The device is the first working concept to come from Sony Design's Odo project, which is attempting to come up with kinetically-powered devices that stimulate a child's creativity, curiosity and energy.

The camera prototype is styled after a flower.

Imagine a magnifying glass with a large hole through the middle of the glass and you've got the shape. The camera is held by the handle and the image sensor and other related electronics are also packed in there. The ring on the end is where the energy is generated. By running it along a table top an outer ring spins and charges up an internal battery.

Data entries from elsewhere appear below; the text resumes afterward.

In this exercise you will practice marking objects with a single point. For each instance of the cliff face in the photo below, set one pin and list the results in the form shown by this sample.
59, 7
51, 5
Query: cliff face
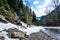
53, 18
9, 17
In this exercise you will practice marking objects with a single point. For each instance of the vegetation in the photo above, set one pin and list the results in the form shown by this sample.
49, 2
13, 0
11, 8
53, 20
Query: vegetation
16, 7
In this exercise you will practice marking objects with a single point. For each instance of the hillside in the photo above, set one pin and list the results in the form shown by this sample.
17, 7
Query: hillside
15, 11
53, 18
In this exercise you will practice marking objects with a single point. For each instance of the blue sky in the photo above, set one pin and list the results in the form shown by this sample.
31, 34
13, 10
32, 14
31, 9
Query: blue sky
40, 6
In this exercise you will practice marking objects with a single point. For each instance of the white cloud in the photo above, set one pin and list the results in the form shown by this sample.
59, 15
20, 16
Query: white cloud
36, 2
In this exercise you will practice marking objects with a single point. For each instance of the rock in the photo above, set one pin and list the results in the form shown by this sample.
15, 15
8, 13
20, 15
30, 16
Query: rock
2, 38
10, 17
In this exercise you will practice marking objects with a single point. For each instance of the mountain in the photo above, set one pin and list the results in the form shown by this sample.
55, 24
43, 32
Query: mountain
53, 18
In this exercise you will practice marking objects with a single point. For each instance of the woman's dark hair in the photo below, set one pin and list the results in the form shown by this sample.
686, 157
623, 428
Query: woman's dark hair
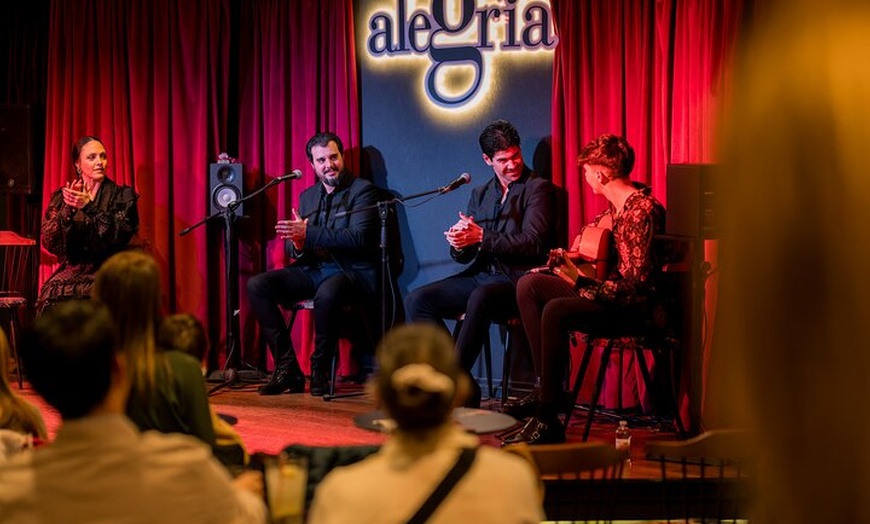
417, 376
77, 147
611, 151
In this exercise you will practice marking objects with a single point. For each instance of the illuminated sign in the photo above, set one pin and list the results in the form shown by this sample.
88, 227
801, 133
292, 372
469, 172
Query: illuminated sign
458, 40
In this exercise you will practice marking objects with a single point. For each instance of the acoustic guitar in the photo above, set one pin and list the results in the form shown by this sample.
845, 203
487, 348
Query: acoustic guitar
590, 252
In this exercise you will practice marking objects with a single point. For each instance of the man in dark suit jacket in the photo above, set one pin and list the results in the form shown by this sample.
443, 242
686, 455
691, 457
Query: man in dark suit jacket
509, 227
333, 241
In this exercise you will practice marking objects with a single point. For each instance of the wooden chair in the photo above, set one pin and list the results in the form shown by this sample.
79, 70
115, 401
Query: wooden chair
708, 477
581, 479
17, 279
333, 371
508, 325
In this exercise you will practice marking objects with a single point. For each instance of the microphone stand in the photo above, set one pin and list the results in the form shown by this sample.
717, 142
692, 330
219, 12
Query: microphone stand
231, 282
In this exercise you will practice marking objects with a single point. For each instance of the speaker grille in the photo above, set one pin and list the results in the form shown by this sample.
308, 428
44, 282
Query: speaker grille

After a few pushes it's ready to take a picture.

When the picture is taken the camera can be placed in a USB cradle styled like a flower-pot (of course) and transferred to a PC.

The Odo project got its start at Sony's design centre in Los Angeles and a team in Tokyo is also working on ideas.

"It grew from trying to figure out how these people's children will be able to enjoy music and video," said Mitsuhiro Nakamura, a member of the sustainable design team at the Sony Creative Center. "They don't have electric power so we have to think about how to generate electricity. So we started looking at electricity generation from kinetic energy. So we came up with these Odo products that children can enjoy."

Non-working design concepts already shown include a video camera that is powered by a crank on the side of its body, a second digital camera that is powered by sticking fingers through two holes in the body and spinning the camera end-over-end, a photo viewer with a roller on the base to generate power and a pair of stereo headphones with built in radio that is charged when a cord is pulled from the ear piece.

If this is all too much effort, a final concept is a solar-charged battery that can be used to power Odo devices when it's been charged in the sun.

The work revolves around a single question: How can Sony set a good example through socially responsible product models? Sony says the concepts developed so far represent one answer to that question.

There are no plans to commercialize the prototypes.